# ABGA question



## Lavendar Ridge Boers (Jul 17, 2020)

So i have an 88% percent buck and was wondering if I could breed him to my 75% doe and my fullblood doe, what percentage would their kids be? Also the 75% doe is my bucks mother.


----------



## Jessica84 (Oct 27, 2011)

Ok so to get the offsprings percentage add both parents together then divide by 2. Abga is doing true percentage now, no more rounding (and making it easier lol) soooo your looking at 81.5% with the 75% doe and 94% with the fullblood.
Now linebreeding/ inbreeding. So technically you can do whatever you want. There won’t be two headed kids and ABGA won’t reject the kids papers or anything. Here’s the deal though. It can be a wonderful tool to line breed or terrible. When you breed a buck and a doe together it pretty much has 50/50 chance of having both the good and bad traits of each parent.
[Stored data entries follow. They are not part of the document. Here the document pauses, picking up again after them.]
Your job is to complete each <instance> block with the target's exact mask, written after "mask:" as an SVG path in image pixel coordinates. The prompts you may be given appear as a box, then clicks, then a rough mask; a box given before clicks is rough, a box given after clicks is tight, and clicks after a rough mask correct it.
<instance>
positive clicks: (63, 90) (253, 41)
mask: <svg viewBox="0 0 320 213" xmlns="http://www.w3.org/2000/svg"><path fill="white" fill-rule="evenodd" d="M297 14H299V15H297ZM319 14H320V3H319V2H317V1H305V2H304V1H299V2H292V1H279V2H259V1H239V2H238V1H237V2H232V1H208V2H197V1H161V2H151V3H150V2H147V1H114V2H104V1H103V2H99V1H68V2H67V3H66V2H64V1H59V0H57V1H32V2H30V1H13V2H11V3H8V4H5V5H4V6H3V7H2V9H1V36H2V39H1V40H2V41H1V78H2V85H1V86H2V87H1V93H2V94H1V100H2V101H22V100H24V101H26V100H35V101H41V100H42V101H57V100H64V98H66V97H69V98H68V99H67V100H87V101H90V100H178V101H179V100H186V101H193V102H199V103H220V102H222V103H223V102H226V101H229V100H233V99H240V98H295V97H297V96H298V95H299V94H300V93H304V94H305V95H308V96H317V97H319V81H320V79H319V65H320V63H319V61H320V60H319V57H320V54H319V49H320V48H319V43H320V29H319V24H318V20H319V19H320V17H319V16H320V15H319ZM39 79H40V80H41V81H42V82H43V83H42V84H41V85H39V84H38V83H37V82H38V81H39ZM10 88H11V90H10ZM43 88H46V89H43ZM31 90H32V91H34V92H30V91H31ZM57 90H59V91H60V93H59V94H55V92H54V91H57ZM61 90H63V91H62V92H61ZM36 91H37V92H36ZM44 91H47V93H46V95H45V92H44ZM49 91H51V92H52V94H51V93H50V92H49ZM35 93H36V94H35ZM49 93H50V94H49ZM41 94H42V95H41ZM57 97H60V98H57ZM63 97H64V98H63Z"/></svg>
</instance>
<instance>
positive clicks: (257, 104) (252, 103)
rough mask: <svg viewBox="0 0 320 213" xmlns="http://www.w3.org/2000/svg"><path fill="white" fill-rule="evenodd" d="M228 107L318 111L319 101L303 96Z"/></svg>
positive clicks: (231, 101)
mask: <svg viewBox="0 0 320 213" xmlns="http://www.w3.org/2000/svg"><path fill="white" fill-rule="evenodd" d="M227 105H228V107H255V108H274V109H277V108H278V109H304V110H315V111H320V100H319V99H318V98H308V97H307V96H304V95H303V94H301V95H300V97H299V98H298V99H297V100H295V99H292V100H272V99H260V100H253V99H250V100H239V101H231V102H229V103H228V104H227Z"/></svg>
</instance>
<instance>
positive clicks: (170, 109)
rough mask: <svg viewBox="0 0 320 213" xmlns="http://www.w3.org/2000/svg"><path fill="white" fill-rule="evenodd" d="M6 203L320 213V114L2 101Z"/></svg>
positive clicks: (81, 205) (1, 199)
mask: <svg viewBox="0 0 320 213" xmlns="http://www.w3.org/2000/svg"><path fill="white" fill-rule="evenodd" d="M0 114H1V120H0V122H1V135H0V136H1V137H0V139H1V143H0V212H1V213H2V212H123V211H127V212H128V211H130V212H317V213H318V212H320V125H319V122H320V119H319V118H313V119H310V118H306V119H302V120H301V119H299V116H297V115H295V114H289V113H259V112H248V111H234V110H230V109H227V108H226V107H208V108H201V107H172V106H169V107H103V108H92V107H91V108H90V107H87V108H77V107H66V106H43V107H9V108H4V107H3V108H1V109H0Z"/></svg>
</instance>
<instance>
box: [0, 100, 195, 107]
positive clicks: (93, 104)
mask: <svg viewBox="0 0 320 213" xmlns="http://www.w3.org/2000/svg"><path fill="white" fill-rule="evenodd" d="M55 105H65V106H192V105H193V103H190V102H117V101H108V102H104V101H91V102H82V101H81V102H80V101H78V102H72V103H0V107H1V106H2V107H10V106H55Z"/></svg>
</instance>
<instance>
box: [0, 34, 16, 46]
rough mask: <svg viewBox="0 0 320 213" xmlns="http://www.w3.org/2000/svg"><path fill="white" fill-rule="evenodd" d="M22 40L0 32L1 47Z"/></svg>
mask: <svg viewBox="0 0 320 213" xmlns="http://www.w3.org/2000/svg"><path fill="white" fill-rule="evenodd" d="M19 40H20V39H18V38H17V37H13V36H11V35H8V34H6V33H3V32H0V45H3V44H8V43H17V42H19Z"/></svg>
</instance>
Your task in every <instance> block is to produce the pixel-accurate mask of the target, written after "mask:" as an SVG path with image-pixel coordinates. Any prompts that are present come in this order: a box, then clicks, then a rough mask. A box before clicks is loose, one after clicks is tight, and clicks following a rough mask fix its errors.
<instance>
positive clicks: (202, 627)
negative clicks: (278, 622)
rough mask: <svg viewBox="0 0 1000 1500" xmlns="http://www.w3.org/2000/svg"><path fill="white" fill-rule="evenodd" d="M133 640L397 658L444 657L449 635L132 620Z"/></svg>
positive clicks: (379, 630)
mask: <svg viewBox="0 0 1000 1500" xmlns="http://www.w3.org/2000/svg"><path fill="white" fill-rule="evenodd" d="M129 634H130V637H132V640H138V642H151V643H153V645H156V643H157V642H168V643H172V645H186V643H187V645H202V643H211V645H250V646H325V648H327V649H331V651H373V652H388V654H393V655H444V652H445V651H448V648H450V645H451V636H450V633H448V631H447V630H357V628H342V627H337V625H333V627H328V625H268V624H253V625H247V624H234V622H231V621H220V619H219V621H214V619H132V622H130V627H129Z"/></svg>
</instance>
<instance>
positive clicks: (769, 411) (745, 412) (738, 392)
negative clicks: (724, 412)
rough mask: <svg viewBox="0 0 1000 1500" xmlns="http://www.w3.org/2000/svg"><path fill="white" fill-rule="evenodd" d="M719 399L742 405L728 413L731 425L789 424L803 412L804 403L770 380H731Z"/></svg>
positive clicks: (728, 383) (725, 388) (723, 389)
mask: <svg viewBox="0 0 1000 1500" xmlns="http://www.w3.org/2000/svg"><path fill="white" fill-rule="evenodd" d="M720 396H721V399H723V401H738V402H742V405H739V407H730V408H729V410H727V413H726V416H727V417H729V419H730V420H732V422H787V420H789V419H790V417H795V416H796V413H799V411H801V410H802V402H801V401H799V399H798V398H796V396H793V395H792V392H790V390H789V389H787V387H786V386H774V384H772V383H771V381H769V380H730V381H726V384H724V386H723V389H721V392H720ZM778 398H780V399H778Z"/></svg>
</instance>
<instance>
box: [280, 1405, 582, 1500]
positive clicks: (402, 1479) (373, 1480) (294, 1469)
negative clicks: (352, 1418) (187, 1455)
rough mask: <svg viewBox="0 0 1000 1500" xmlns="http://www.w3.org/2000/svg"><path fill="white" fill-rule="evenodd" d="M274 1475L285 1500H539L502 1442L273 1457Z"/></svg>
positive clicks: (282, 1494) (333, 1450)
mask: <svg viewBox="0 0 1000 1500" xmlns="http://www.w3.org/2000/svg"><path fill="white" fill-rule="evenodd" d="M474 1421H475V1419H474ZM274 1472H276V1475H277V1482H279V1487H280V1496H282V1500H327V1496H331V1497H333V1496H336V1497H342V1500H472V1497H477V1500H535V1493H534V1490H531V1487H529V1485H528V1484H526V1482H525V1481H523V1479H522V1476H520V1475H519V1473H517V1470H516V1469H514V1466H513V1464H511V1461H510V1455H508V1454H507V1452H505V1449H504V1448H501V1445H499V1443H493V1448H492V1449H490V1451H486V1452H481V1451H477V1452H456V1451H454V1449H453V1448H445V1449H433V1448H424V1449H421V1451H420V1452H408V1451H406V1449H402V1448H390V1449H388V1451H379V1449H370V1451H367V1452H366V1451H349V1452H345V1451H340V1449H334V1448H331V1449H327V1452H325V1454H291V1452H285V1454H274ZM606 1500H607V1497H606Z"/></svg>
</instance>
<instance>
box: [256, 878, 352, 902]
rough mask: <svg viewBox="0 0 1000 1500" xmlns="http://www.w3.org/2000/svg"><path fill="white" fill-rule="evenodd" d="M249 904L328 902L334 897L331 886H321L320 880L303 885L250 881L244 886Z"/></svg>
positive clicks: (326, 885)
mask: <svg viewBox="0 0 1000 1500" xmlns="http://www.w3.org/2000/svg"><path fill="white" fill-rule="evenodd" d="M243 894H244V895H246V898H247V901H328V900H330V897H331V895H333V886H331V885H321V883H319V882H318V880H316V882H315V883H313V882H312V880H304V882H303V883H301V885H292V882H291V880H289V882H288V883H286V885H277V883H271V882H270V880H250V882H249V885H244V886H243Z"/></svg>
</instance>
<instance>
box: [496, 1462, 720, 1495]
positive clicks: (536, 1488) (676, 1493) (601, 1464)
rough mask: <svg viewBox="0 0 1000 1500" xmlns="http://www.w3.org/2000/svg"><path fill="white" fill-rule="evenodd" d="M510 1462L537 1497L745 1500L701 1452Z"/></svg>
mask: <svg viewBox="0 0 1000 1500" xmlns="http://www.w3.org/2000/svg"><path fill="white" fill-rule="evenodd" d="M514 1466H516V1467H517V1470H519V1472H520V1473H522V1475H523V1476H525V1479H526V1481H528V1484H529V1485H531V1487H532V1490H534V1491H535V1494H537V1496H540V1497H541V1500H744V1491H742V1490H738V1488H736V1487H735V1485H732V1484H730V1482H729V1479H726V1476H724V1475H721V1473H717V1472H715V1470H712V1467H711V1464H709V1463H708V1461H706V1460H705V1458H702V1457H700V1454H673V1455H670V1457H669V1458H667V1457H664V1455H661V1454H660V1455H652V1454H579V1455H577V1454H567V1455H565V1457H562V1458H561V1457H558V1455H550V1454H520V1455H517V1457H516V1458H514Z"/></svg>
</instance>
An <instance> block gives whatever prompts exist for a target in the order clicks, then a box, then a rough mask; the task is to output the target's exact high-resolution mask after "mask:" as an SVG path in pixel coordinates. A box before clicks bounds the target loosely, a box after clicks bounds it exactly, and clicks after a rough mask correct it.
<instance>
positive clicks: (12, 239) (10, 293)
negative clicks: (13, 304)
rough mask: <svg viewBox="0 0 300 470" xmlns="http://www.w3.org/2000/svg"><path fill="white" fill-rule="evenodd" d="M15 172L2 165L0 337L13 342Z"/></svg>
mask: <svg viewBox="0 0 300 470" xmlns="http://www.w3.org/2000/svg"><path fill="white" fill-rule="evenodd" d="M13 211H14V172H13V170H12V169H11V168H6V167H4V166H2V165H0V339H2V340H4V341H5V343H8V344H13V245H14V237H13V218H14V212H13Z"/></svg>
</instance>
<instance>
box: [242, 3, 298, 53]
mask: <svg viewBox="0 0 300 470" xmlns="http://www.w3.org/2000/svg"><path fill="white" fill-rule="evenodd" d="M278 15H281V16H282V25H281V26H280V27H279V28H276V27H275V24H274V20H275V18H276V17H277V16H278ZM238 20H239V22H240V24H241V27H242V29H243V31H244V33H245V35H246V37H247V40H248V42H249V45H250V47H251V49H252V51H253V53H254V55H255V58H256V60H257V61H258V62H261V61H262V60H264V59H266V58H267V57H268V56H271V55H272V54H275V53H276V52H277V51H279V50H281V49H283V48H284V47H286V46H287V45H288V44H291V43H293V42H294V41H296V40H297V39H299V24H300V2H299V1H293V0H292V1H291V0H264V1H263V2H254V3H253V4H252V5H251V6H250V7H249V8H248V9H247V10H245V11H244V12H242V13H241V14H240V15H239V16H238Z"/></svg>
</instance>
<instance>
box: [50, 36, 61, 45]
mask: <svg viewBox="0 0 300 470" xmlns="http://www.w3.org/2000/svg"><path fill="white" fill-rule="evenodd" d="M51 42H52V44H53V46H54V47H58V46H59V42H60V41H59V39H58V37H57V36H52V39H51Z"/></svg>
Breed back to a parent and the offspring has a 75% chance of that one parent (in this case the dam) So if that doe has some serious flaws, I would really try not to breed the son to her. I have been in a rock and a hard spot before and had to line breed, some of the crosses were awesome some not so much, but I don’t have absolute perfect in every way goats. So my suggestion is if you have to, the kids will be better then no kids, just be prepared to cull or they are less then stellar.’


----------



## toth boer goats (Jul 20, 2008)

:nod::up:


----------